You read a lot about resilience and grit and mental toughness and how innovation is a bit of a muscle the more you work on it. I always had thought that I would face challenges, but the one thing I didn’t expect is when nothing works for days on end and you’re just basically hitting a wall and you can’t see the light at the end of the tunnel. What am I doing wrong? What am I not doing? You’re in that constant conflict.
You read up about it, but you don’t actually think it happens and sometimes it happens for a little bit longer than you expected. It’s quite challenging. I absolutely think, aside from your skills and experiences as an entrepreneur, to be creative, to think lean, to be able to influence, there is a huge element around mentality. You’re a warrior in your own head and there’s a number of battles that you have to constantly keep winning.
Are there things that pleasantly surprised you?
There’s no bureaucracy and red tape that you’d expect from any business, especially the big ones, for the right reasons.
The one thing that surprised me is the happiness factor. I’m working around the clock; day, night, weekends, holidays, the Christmas and New Year’s break that’s just been. I was constantly chipping away with a smile on my face. Yes, it’s hard, but I get a lot of fulfillment and enjoyment out of it.
I think a lot of budding entrepreneurs often don’t see that because they haven’t stepped into the game. One positive thing is just how I feel in the sense of achievement. I’m moving at a much faster, rapid pace. I’m smashing through stuff. I’ve got a whiteboard here and just about every day, I’m crossing out at least 10 to 12 things. Normally, in a business setting, that could probably take you about 12 months to get things done.
There’s something really fascinating about taking these pieces that have a legacy, that haven’t quite gone out of style and have always been cool and there’s a future in that. Are there other areas that you’re going to look at beyond the current collection?
Absolutely. We’ve got a new capsule dropping in March, which will introduce four new products in different colorways. Again, the design philosophy remains the same. We want to reinvent old classics and make staples.
I don’t want our members and customers to come and shop from us every three months or every season. That’s not what we’re about. We want to reduce waste. You’ll have a handful of items that would continue to look good for a very long time. That’s the principle that we’ll continue to follow.

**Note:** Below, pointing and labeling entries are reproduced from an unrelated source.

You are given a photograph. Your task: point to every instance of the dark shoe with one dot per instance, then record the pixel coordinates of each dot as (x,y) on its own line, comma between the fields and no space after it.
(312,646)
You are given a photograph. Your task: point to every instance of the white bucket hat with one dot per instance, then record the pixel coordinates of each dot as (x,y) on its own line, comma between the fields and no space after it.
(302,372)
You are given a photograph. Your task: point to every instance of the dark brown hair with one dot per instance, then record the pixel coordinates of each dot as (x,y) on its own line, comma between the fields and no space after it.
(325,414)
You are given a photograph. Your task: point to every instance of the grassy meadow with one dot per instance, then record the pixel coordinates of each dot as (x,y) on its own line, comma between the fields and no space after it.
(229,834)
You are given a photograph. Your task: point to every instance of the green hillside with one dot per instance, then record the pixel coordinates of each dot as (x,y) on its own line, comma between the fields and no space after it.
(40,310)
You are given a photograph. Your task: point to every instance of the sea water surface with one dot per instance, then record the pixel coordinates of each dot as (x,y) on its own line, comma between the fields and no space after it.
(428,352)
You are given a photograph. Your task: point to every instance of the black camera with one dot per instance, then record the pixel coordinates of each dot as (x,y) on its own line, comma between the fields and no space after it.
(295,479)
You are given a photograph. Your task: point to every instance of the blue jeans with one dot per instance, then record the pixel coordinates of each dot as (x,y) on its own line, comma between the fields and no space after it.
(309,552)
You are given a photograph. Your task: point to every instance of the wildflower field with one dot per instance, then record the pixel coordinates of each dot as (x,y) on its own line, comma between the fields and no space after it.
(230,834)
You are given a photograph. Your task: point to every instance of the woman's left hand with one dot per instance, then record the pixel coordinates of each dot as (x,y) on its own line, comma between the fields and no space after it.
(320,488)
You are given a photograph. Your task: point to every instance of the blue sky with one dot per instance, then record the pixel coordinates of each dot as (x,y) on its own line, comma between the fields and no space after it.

In terms of looking back through the timeline, we’ll always look for influence. As an example, and I don’t want this to turn into a sales pitch, but I’m wearing Future Co right now. I’ve got a on windbreaker that was a hit back in the seventies. We’ve taken that template of what a running windbreaker was meant for, and redesigned it to make it a little bit more hip, a little bit more cool, but something that will stick in my wardrobe for the next, I hope, 10 years, and I could pull it out when I want to.
With Capsule Two, we’ve followed the same principles in terms of products that will always stay in your wardrobe; whether you’re about to go for a run, go to the gym or the new emerging category around athleisure, where you just want to put something on and go to the markets and have a coffee.